On the trail of Michelangelo in Tuscany

Nadja Beschetnikova
February 21, 2018

Let’s admit it: secretly we are obsessed with celebrities’ properties. Even if we speak ironically about some overhyped star, sooner or later curiosity got the best of us, and we can't help but peek inside another luxury mansion. Indeed, it’s pretty intriguing to glance behind the guarded gates of Bel Air or Malibu Road.

Although looking through all the pretentious interiors we learn more about the designer's talents rather than about the personality of the star. The number of bedrooms and pools can vary but the level of vain remains inevitable. And if you have enough money you can afford it too. The stars or their way of life are no longer so inaccessible as it seems. Just scratch a few million, and LA real estate brokers will be glad to offer you houses that remember noisy parties and crowds of paparazzi. 

If you are looking for a house with more decent heritage than reports in the tabloids, you have to do more intensive research.

Did you know that you can buy Tuscan Villa owned by Michelangelo? Yes, that Michelangelo.

The Renaissance master purchased the classic farmhouse in 1549, almost three decades after he has painted the Sistine Chapel ceiling, and the property remained in the Buonarroti family until 1867.
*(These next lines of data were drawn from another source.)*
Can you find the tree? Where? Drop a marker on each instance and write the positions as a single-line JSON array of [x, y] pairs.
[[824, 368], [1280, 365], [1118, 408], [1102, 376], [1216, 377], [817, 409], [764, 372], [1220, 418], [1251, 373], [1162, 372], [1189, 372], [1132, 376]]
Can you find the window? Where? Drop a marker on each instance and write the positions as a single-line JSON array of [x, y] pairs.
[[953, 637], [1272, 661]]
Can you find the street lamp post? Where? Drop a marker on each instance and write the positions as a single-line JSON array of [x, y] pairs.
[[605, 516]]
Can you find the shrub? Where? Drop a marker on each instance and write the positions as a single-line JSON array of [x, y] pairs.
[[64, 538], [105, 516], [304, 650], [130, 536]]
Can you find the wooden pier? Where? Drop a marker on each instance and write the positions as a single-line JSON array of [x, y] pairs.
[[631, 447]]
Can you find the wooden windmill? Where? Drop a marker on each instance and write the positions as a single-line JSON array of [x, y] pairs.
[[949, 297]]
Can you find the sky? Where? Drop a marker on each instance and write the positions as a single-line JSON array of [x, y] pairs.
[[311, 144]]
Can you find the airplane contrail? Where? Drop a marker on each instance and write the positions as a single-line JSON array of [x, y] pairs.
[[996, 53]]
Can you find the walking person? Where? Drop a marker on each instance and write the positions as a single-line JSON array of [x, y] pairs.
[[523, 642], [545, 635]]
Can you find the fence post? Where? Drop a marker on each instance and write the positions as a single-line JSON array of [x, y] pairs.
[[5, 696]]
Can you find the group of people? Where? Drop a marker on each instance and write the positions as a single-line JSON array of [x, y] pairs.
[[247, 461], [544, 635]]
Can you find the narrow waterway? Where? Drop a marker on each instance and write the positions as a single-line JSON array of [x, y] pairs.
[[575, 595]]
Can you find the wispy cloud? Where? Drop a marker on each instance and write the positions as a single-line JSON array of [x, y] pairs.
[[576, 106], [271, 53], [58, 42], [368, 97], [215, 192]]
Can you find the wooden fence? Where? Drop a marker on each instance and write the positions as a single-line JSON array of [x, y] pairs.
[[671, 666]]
The home is located in Castellina in Chianti, a picturesque town between Florence and Siena.
Set on a hill among Tuscany's signature cypress trees, the charming stone villa offers breathtaking countryside views. 200 olive trees and an original olive oil mill, which is 1,000 years old, are included in the sale. Michelangelo’s home can be yours for roughly $9.3 million.

In the year when Michelangelo purchased the villa, he started to work on his famous sculpture The Deposition, also called the Bandini Pietà. 7 feet 8 inches tall marble artwork depicts four figures: the dead body of Jesus Christ, newly taken down from the Cross, Nicodemus (or possibly Joseph of Arimathea), Mary Magdalene and the Virgin Mary.

The creative process exhausted the painter. Claiming that the marble was unsuitable, Michelangelo once tried to destroy the sculpture and broke off numerous limbs from the figure. Michelangelo worked on the sculpture till his death in 1555. The Pietà was meant for the painter’s own tomb, but currently, it stands in the Museo dell ‘Opera del Duomo, Florence.

The house boasts 10 bedrooms, seven bathrooms, romantic functioning fireplaces and rustic style kitchen. The living room and bedroom have original wood-beam ceilings, while the second living room has an untouched brick vaulted ceiling. Probably they are not so spectacular as one of Michelangelo’s most famous masterpiece, but you’ll be anyway overwhelmed by the impressive historic interiors.

Outside there’re 6 acres of private land with olive and lemon trees to walk through, and a nice lush courtyard with flowers. Though the dining room is really cozy, it’s a shame to dine inside when you have this patio, and can enjoy a glass of Chianti under the Tuscan sun.

The olive oil mill was turned into a guesthouse and its second floor has a two-bedroom apartment.

Due to its classic stone exterior, the villa has a medieval appearance, but it’s not devoid of a glamorous touch.

The living room is furnished with antique wooden furniture and baroque style sofa and chairs. The original parquet floor is lavishly covered with vintage carpets, while the plain walls are adorned with paintings and candlesticks.

During the last 10 years, the villa’s current owner has lovingly restored the façade and interiors, preserving original interior details. The owner holds as well copies of the original documents and deed to the home. That means, purchasing the estate, you’ll get an autograph of the world's most celebrated artist. A nice bonus.

Whether the picturesque landscapes and spirit of antiquity will inspire you to create your own masterpiece or not, the relaxed life in Michelangelo's former living quarters is a marvel itself.